Les 12 coups de midi (TF1) : Paul El Kharrat se confie sur ses “penchants assez sombres”

Publié le 12 octobre 2022 à 12:43
Instagram @paul_el_kharrat
Paul El Kharrat a fait du chemin depuis son passage dans "Les 12 coups de midi" de Jean-Luc Reichmann. Aujourd'hui sort son livre intitulé "Bienvenue dans mon Monde" et l'ex-candidat du jeu de TF1 s'y livre comme jamais.

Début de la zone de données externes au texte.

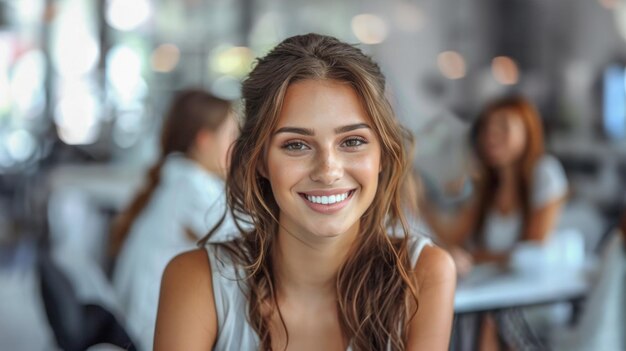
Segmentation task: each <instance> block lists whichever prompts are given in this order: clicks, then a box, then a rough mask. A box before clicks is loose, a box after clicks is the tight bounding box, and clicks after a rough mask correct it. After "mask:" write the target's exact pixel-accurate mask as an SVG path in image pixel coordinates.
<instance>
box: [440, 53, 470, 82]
mask: <svg viewBox="0 0 626 351" xmlns="http://www.w3.org/2000/svg"><path fill="white" fill-rule="evenodd" d="M437 66H439V70H440V71H441V74H443V75H444V77H446V78H448V79H461V78H463V77H465V74H466V67H465V59H463V56H461V54H459V53H458V52H456V51H444V52H442V53H440V54H439V55H438V56H437Z"/></svg>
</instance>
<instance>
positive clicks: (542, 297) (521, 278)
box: [454, 265, 591, 313]
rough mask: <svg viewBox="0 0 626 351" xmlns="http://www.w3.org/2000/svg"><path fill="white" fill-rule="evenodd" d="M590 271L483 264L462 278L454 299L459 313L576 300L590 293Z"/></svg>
mask: <svg viewBox="0 0 626 351" xmlns="http://www.w3.org/2000/svg"><path fill="white" fill-rule="evenodd" d="M588 272H589V269H586V268H572V267H566V266H563V267H547V268H545V269H542V270H541V271H513V270H504V269H501V268H498V267H496V266H494V265H479V266H477V267H475V269H474V271H472V272H471V273H470V274H469V275H468V276H467V277H463V278H460V279H459V281H458V283H457V291H456V295H455V298H454V310H455V313H471V312H485V311H492V310H498V309H502V308H508V307H521V306H529V305H539V304H545V303H550V302H556V301H573V300H576V299H578V298H581V297H583V296H584V295H585V294H586V293H587V291H588V290H589V288H590V286H591V283H590V281H589V278H588V277H589V273H588Z"/></svg>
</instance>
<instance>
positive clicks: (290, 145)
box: [283, 141, 307, 151]
mask: <svg viewBox="0 0 626 351" xmlns="http://www.w3.org/2000/svg"><path fill="white" fill-rule="evenodd" d="M283 149H285V150H287V151H301V150H306V149H307V146H306V144H304V143H303V142H300V141H292V142H288V143H286V144H285V145H283Z"/></svg>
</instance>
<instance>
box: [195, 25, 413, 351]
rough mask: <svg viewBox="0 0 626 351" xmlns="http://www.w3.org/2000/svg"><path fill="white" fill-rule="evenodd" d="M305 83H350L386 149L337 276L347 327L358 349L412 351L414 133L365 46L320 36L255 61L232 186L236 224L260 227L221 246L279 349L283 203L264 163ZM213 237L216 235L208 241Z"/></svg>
mask: <svg viewBox="0 0 626 351" xmlns="http://www.w3.org/2000/svg"><path fill="white" fill-rule="evenodd" d="M307 79H328V80H336V81H340V82H345V83H348V84H350V85H351V86H352V88H353V89H354V90H355V92H356V93H357V94H358V96H359V98H360V100H361V102H362V103H363V106H364V108H365V110H366V111H367V113H368V115H369V118H370V119H371V122H372V124H373V126H372V128H373V130H374V131H375V132H376V134H377V137H378V138H379V139H380V143H381V149H382V155H381V159H382V160H381V162H382V171H381V172H380V175H379V179H378V182H379V183H378V189H377V193H376V195H375V198H374V200H373V202H372V204H371V205H370V207H369V208H368V209H367V210H366V212H365V213H364V215H363V216H362V218H361V223H360V224H361V225H360V231H361V233H359V235H358V238H357V241H356V243H355V245H353V249H352V252H351V253H350V254H349V255H348V258H347V260H346V262H345V263H343V265H342V266H341V268H340V270H339V272H338V274H337V280H336V289H337V295H338V302H337V308H338V311H339V316H340V317H339V318H340V324H341V328H342V331H343V333H344V335H345V336H347V337H348V338H349V340H351V341H350V342H351V346H352V348H353V349H354V350H383V349H387V348H388V347H389V348H390V349H391V350H404V349H405V345H406V344H405V343H406V337H407V324H408V320H409V319H410V318H411V317H412V315H413V313H414V312H415V310H416V308H417V286H416V282H415V281H414V279H413V278H412V274H411V272H412V267H411V264H410V259H409V253H408V252H407V251H408V249H407V246H408V242H407V240H408V238H407V236H406V234H407V225H406V221H405V219H404V217H403V212H402V200H403V199H402V196H401V191H400V189H401V187H402V185H403V182H404V181H405V179H406V177H407V174H408V173H407V172H408V171H409V167H408V164H409V156H408V155H409V154H410V152H409V150H408V147H407V145H411V141H412V139H411V136H410V134H409V133H408V132H407V131H406V130H405V129H404V128H402V126H401V125H400V124H399V123H398V121H397V120H396V118H395V115H394V113H393V110H392V108H391V105H390V104H389V102H388V100H387V99H386V97H385V78H384V76H383V74H382V73H381V71H380V68H379V67H378V65H377V64H376V63H374V62H373V61H372V60H371V59H370V58H369V57H368V56H366V55H364V54H363V53H362V52H361V50H360V49H358V48H356V47H354V46H351V45H348V44H345V43H343V42H340V41H339V40H337V39H335V38H332V37H329V36H323V35H318V34H307V35H300V36H294V37H291V38H288V39H286V40H284V41H283V42H282V43H280V44H278V45H277V46H276V47H275V48H274V49H273V50H272V51H270V52H269V53H268V54H267V55H266V56H265V57H263V58H260V59H258V60H257V62H256V66H255V67H254V69H253V70H252V72H251V73H250V75H249V76H248V78H247V79H246V80H245V81H244V83H243V98H244V106H245V122H244V126H243V129H242V133H241V135H240V136H239V138H238V139H237V141H236V142H235V144H234V146H233V149H232V158H231V168H230V171H229V176H228V179H227V183H226V189H227V197H228V205H229V208H230V211H231V213H232V215H233V217H234V218H235V219H236V222H237V223H243V222H246V223H251V224H253V228H254V229H253V230H249V231H246V230H245V229H244V228H243V225H240V226H239V229H240V231H241V235H242V237H241V239H240V240H238V241H235V242H231V243H228V244H223V245H224V247H225V248H226V249H227V251H228V252H230V253H231V255H233V256H234V257H235V258H236V261H237V262H239V263H240V264H241V265H242V266H243V267H245V271H246V277H243V278H244V279H242V280H245V283H246V289H247V291H248V292H249V296H248V316H249V320H250V323H251V325H252V327H253V328H254V330H255V331H256V332H257V334H258V335H259V337H260V342H261V348H262V349H263V350H269V349H271V345H272V342H271V339H272V336H271V335H270V327H269V325H270V316H272V315H274V313H278V316H279V317H280V319H281V322H282V324H283V328H284V331H285V332H287V330H286V326H285V324H284V320H282V315H281V314H280V310H279V309H278V306H277V303H276V287H275V281H274V278H273V275H272V258H271V257H272V255H271V250H272V246H273V243H274V240H275V234H276V233H277V232H278V217H279V212H280V209H279V207H278V205H277V203H276V201H275V199H274V197H273V194H272V190H271V185H270V183H269V182H268V181H267V179H265V178H263V177H262V176H261V175H260V174H259V173H258V168H259V167H258V166H259V165H260V162H262V158H263V152H264V147H265V145H266V143H267V142H268V140H269V139H270V136H271V134H272V131H273V130H274V128H275V126H276V124H277V121H278V116H279V113H280V111H281V108H282V105H283V101H284V96H285V92H286V91H287V88H288V87H289V85H290V84H293V83H295V82H298V81H302V80H307ZM390 228H391V229H390ZM395 228H402V231H403V232H404V234H405V235H404V236H400V238H397V239H392V238H391V237H390V236H389V235H388V232H389V231H390V230H395ZM209 235H211V234H209ZM207 240H208V236H207V238H205V240H204V241H203V242H205V243H206V241H207ZM288 337H289V336H288V334H287V342H288V340H289V339H288Z"/></svg>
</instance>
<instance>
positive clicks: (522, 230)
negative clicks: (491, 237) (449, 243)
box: [471, 96, 544, 241]
mask: <svg viewBox="0 0 626 351" xmlns="http://www.w3.org/2000/svg"><path fill="white" fill-rule="evenodd" d="M502 110H510V111H513V112H514V114H512V116H515V118H518V119H520V120H521V121H522V124H523V126H524V129H525V133H526V147H525V149H524V151H523V153H522V155H521V157H520V159H519V160H518V161H517V163H516V165H515V167H517V169H518V171H519V172H520V173H521V175H522V177H521V179H522V181H521V182H520V183H519V187H518V189H517V191H518V192H519V194H521V195H522V198H521V206H520V207H521V212H522V219H523V222H522V223H523V225H522V235H525V233H526V232H527V231H526V226H527V225H528V222H529V221H530V214H531V200H530V195H531V194H530V193H531V189H532V186H533V184H532V183H533V173H534V170H535V165H536V164H537V161H538V160H539V158H541V156H542V155H543V154H544V140H543V127H542V124H541V117H540V115H539V112H538V111H537V109H536V108H535V106H534V105H533V104H532V103H531V102H530V101H528V100H527V99H525V98H523V97H521V96H511V97H506V98H503V99H499V100H496V101H494V102H492V103H490V104H489V105H487V107H486V108H485V109H484V110H483V112H482V113H481V114H480V115H479V117H478V119H477V120H476V122H475V123H474V125H473V126H472V130H471V139H472V147H473V148H474V151H475V154H476V156H477V158H478V161H479V166H480V169H481V173H482V174H481V179H480V181H479V183H478V205H477V206H478V222H477V225H476V229H477V231H476V233H478V235H479V241H482V240H483V239H484V238H483V236H484V235H483V227H484V224H485V219H486V216H487V212H488V211H489V209H490V208H491V206H493V202H494V195H495V193H496V189H497V187H498V184H499V180H498V177H497V173H496V170H495V168H493V167H491V166H489V162H488V161H487V159H486V157H485V156H484V155H483V153H482V150H481V148H480V142H479V138H480V135H481V133H482V132H483V130H484V128H485V127H486V122H487V118H488V117H490V116H491V115H493V114H494V113H496V112H498V111H502Z"/></svg>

C’est en 2019 que l’on a découvert Paul El Kharrat dans Les 12 coups de midi de Jean-Luc Reichmann. Le candidat avait ébloui le public avec ses 153 participations, faisant de lui l’un des plus grands champions du jeu. Depuis 2020, il participe en tant que chroniqueur aux Grosses Têtes sur RTL et aujourd’hui sort son livre, aux éditions Harper Collins France, baptisé Bienvenue dans mon Monde. 

"Je ne suis pas malade"

Sur Instagram, il en parlait déjà fin septembre et nous dévoilait ce à quoi on pouvait s’attendre. Il écrivait : "Que dire, en termes simples, de mon syndrome ? Je ne suis pas malade. Non, l’autisme n’est pas une maladie ni une pathologie. Pourtant, je me surprends à le dire, parfois : ‘Je ne guérirai jamais’. Sans doute car je sais que je n’atteindrai jamais la normalité de tout le monde. Si tant est que cela soit souhaitable, d’être ‘normal’". L’ex-maître de midi poursuivait ainsi : "C’est pour cela que j’avais envie de vous raconter le Paul des coulisses, de vous donner la clé pour entrer dans ma tête, dans mon monde, pour essayer de vous faire connaître de manière plus intime la ‘différence’. Ses bienfaits et ses affres. Son utilité et son abîme". Paul expliquait vouloir nous raconter, "derrière les fards et les paillettes, ce que c’est, de percevoir le monde différemment. Ce qu’il en coûte, aussi". Et de poursuivre : "Parce que je ne suis pas le seul dans ma singularité, parce que mon témoignage parlera sans doute à bien d’autres personnes comme moi ainsi que, je l’espère de tout mon cœur, à la norme, c’est-à-dire au plus grand nombre". 

Il confiait davantage son cheminement à nos confrères du média Planet. "Mon envie d’écrire est un désir personnel. De montrer aux gens mon autre personnalité assez peu visible, car j’ai une force mentale qui me permet de la dissimuler quand je suis en public, pour éviter de me dénigrer face aux gens. Je me bats chaque jour contre mes penchants assez sombres pour éviter de les dévoiler", précisait-il. Et de poursuivre que ces idées noires se sont accentuées "au contact des gens depuis [sa] médiatisation". "Être sous les feux de la rampe, comme dirait Chaplin, c’est assez éreintant et compliqué", avouait Paul. Il concluait : "Tout cela m’a permis par la suite d’écrire des ouvrages, d’en faire la promotion puis d’être repéré par d’autres animateurs et faire des émissions comme Les Grosses têtes que je fais avec grand plaisir".